C’est ce qui sépare la propagande de la publicité qui n’est censée provoquer d’engagement que le temps d’un achat.
Production de l’assentiment
Le XIX° siècle invente la propagande ouvrière– journaux, tracts, réunions et maisons du peuple - tandis que les révolutionnaires qui optent pour l’attentat se déclarent partisans de la « propagande par le fait. », lorsque la force du verbe leur semble insuffisante.
Si le XX° siècle est le « siècle de l’idéologie » (J.P. Faye), il l’est dans la mesure où il est celui des mass media et de la propagande. Toutes ces « manufactures du consentement » fonctionnent à l’échelle industrielle. Elles appellent une « science » de la persuasion. Ainsi, quand Woodrow Wilson veut faire basculer l’opinion américaine en faveur des Alliés en 1917, il confie la vente de la guerre à des comités privés (Comitee on Public Information) qui mobilisent cinéma, affiche, radio, tracts… Ils recrutent aussi des milliers de volontaires qui délivrent dans les lieux publics un discours aussi standardisé que chronométré. Le tout est pensé par trois hommes : G. Creel, journaliste et publicitaire, E. Bernays psychologue (neveu de Freud et qui se vante d’avoir introduit la psychanalyse aux USA), et enfin W. Lippmann, essayiste, théoricien des stéréotypes et de la démocratie manipulée. Dès l’après-guerre, les recettes de la propagande figurent dans les bons manuels même si chaque idéologie les adapte à sa vision du monde (Agit-Prop, Propagandastaffel…).

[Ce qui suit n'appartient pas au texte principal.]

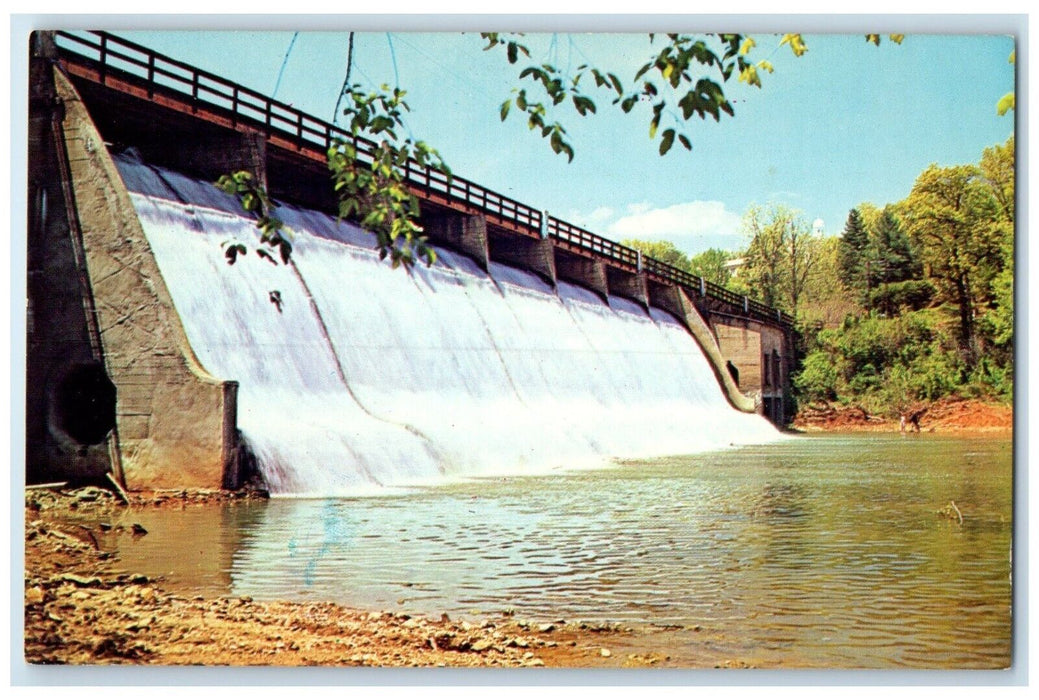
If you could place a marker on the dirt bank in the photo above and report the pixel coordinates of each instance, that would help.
(82, 608)
(946, 415)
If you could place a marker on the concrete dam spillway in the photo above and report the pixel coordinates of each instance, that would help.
(355, 377)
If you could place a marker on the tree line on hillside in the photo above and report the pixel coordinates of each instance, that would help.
(912, 302)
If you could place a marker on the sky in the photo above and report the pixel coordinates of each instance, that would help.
(846, 123)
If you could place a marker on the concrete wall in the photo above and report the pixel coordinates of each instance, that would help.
(175, 423)
(58, 339)
(741, 343)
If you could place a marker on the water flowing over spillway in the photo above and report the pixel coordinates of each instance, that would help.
(366, 377)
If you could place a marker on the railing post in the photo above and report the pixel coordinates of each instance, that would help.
(103, 57)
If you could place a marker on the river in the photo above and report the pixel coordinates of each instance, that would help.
(820, 552)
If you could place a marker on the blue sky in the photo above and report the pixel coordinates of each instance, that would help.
(846, 123)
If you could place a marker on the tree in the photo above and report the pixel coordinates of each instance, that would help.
(711, 266)
(681, 81)
(896, 259)
(854, 252)
(781, 256)
(952, 214)
(997, 168)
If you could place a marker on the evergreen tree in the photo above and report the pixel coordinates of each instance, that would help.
(854, 252)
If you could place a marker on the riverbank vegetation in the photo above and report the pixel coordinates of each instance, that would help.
(912, 303)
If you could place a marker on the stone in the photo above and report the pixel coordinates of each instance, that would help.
(34, 595)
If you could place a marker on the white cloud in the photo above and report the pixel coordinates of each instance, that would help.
(693, 226)
(678, 221)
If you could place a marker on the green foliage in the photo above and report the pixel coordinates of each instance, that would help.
(781, 257)
(682, 80)
(955, 220)
(884, 365)
(818, 378)
(375, 194)
(1008, 102)
(255, 200)
(891, 298)
(711, 266)
(895, 259)
(665, 251)
(854, 252)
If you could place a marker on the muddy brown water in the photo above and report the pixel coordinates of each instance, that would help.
(828, 552)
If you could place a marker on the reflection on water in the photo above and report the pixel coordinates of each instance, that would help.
(821, 552)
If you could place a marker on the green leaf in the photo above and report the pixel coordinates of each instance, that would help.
(666, 141)
(1007, 103)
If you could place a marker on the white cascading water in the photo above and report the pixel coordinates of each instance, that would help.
(369, 377)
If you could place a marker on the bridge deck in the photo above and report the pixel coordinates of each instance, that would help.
(133, 70)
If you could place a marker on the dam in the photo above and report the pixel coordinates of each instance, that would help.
(517, 352)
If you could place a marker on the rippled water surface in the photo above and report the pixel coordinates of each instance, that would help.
(820, 552)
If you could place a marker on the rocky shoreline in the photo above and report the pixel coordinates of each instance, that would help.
(81, 608)
(946, 415)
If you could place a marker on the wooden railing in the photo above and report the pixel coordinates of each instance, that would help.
(112, 56)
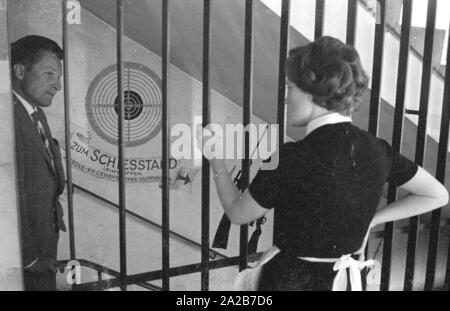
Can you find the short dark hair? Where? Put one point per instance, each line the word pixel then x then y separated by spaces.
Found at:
pixel 28 50
pixel 331 72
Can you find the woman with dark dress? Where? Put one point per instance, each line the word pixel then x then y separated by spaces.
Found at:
pixel 327 187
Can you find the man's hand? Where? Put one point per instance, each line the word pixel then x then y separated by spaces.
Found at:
pixel 45 264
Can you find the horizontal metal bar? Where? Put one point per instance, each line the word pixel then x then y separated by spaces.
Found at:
pixel 172 233
pixel 415 112
pixel 157 275
pixel 102 269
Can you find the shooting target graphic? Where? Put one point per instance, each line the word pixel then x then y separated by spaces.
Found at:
pixel 142 104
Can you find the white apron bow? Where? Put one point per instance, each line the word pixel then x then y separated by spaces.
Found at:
pixel 341 265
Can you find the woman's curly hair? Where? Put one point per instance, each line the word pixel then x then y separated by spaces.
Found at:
pixel 331 72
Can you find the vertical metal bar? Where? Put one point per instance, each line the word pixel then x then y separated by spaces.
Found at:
pixel 377 70
pixel 120 97
pixel 284 43
pixel 440 175
pixel 397 135
pixel 205 165
pixel 421 137
pixel 165 144
pixel 247 103
pixel 67 131
pixel 352 14
pixel 318 27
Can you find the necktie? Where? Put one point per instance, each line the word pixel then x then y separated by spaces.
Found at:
pixel 41 130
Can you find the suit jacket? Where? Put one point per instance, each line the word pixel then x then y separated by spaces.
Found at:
pixel 39 187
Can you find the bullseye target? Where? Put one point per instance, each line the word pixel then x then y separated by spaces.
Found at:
pixel 142 104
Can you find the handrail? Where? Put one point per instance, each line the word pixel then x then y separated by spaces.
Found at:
pixel 111 272
pixel 213 253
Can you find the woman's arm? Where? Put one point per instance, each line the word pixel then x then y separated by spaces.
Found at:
pixel 426 194
pixel 240 208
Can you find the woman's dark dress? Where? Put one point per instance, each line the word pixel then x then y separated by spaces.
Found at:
pixel 325 192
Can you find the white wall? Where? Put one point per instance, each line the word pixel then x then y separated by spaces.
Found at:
pixel 92 47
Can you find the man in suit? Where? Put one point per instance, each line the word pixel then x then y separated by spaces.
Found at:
pixel 36 73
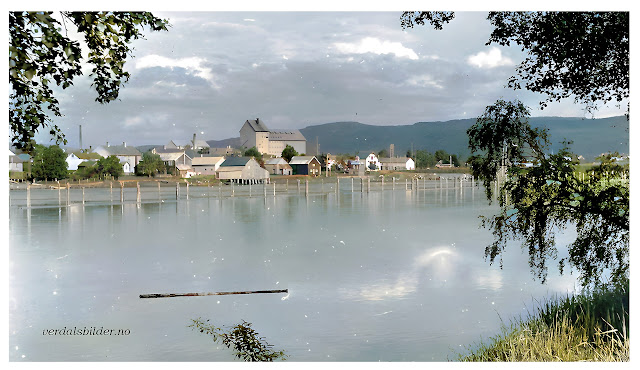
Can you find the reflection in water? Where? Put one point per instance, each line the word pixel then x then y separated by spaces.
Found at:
pixel 438 262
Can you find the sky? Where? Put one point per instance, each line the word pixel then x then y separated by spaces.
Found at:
pixel 213 70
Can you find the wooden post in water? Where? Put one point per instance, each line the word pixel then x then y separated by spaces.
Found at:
pixel 171 295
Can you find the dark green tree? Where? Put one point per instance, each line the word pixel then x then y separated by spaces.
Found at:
pixel 41 54
pixel 49 163
pixel 243 339
pixel 536 203
pixel 288 153
pixel 253 152
pixel 424 159
pixel 150 165
pixel 109 166
pixel 584 55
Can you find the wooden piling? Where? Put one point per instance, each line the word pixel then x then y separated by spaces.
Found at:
pixel 171 295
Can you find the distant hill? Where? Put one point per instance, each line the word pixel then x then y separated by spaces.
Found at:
pixel 590 136
pixel 233 142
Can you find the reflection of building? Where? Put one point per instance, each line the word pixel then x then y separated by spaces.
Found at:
pixel 272 142
pixel 305 165
pixel 245 170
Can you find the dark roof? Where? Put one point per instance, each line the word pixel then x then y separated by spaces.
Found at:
pixel 122 150
pixel 235 161
pixel 257 125
pixel 285 135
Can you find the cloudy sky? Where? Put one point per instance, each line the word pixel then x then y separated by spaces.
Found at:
pixel 213 70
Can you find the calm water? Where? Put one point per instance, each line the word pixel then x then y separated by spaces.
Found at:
pixel 391 276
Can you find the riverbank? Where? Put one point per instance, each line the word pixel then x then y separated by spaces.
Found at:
pixel 588 327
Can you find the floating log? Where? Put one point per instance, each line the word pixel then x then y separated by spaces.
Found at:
pixel 170 295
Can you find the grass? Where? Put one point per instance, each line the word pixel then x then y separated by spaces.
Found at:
pixel 589 327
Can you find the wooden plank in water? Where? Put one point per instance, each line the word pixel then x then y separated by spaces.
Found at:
pixel 170 295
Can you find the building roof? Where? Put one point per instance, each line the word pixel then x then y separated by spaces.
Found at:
pixel 235 161
pixel 402 160
pixel 121 150
pixel 306 159
pixel 199 143
pixel 171 156
pixel 183 167
pixel 276 161
pixel 161 149
pixel 230 169
pixel 286 135
pixel 257 125
pixel 83 155
pixel 206 161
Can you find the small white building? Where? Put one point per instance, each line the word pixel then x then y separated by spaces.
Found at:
pixel 371 163
pixel 396 164
pixel 206 165
pixel 125 154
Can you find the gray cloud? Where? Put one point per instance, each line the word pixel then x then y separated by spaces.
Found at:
pixel 212 71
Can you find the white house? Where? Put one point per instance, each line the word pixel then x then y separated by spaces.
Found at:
pixel 73 161
pixel 371 163
pixel 15 162
pixel 206 165
pixel 272 142
pixel 397 164
pixel 126 154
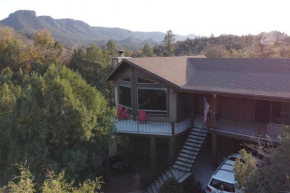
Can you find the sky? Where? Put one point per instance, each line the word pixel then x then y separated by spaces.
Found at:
pixel 199 17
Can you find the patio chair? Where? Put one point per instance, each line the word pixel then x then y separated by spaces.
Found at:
pixel 142 117
pixel 119 112
pixel 123 115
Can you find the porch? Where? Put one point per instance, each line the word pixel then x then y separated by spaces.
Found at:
pixel 270 131
pixel 152 127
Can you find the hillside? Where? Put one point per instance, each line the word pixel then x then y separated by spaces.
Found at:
pixel 75 32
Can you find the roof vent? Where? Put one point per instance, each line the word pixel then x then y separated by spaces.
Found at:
pixel 121 53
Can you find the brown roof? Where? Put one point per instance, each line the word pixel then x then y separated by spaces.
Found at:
pixel 240 76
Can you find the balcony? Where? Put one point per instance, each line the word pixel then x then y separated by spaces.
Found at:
pixel 152 127
pixel 265 131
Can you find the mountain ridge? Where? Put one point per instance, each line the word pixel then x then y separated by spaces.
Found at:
pixel 74 32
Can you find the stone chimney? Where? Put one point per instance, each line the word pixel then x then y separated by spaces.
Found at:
pixel 117 60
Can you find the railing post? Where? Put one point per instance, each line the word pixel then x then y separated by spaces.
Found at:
pixel 172 128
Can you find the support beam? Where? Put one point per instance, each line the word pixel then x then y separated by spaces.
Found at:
pixel 214 151
pixel 172 146
pixel 214 111
pixel 153 153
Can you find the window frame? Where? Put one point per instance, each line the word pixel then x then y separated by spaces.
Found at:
pixel 128 86
pixel 155 81
pixel 162 113
pixel 126 82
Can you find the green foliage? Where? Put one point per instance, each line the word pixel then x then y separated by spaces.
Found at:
pixel 25 181
pixel 171 186
pixel 52 184
pixel 272 175
pixel 112 48
pixel 55 121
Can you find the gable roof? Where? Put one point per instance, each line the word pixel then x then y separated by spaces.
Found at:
pixel 258 77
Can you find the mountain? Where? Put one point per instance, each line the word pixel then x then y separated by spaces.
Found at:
pixel 75 32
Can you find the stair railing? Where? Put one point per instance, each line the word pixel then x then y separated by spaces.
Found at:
pixel 160 169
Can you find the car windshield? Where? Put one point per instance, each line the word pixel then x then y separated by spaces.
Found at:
pixel 220 185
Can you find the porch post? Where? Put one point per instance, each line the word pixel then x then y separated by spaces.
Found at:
pixel 214 111
pixel 214 150
pixel 171 150
pixel 153 153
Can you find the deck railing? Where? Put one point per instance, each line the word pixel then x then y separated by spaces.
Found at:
pixel 152 127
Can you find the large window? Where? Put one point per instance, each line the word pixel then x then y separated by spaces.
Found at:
pixel 124 95
pixel 154 101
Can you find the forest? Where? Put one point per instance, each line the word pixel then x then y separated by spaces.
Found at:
pixel 57 114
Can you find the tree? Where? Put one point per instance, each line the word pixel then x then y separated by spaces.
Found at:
pixel 272 172
pixel 57 122
pixel 169 43
pixel 147 50
pixel 52 184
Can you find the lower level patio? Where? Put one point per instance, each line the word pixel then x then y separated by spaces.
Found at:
pixel 152 127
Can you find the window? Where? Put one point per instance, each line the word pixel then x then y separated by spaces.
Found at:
pixel 124 95
pixel 141 80
pixel 153 100
pixel 126 79
pixel 280 110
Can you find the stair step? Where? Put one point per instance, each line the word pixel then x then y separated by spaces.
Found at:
pixel 199 130
pixel 161 180
pixel 194 141
pixel 186 159
pixel 196 137
pixel 181 168
pixel 190 148
pixel 189 152
pixel 192 144
pixel 184 164
pixel 149 189
pixel 197 133
pixel 186 155
pixel 169 174
pixel 154 188
pixel 164 176
pixel 177 173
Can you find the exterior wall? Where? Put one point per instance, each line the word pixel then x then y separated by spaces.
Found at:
pixel 237 109
pixel 185 105
pixel 128 70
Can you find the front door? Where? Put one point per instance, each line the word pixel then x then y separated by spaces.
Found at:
pixel 262 111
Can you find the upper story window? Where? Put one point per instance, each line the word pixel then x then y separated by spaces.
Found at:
pixel 126 79
pixel 280 110
pixel 124 93
pixel 153 100
pixel 141 80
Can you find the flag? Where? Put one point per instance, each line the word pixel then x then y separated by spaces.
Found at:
pixel 206 109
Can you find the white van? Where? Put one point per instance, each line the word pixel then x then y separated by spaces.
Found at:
pixel 223 180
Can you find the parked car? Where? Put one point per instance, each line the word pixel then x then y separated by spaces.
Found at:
pixel 223 180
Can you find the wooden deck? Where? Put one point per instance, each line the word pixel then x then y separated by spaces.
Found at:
pixel 266 131
pixel 151 127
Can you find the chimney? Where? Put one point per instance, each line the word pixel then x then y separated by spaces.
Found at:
pixel 117 60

Pourtant, cette propagande unanimiste, répétitive, destinée à la direction des foules, née entre grapho et vidéosphère (sommairement de 14-18 à la première guerre du Golfe) semble désuète à l’époque des chaînes satellitaires, des réseaux numériques et des blogs par millions. Le pouvoir de propager repose désormais davantage sur les mises en scène de la réalité et sur la faculté de diriger l’attention par les flux d’images et les flux numériques.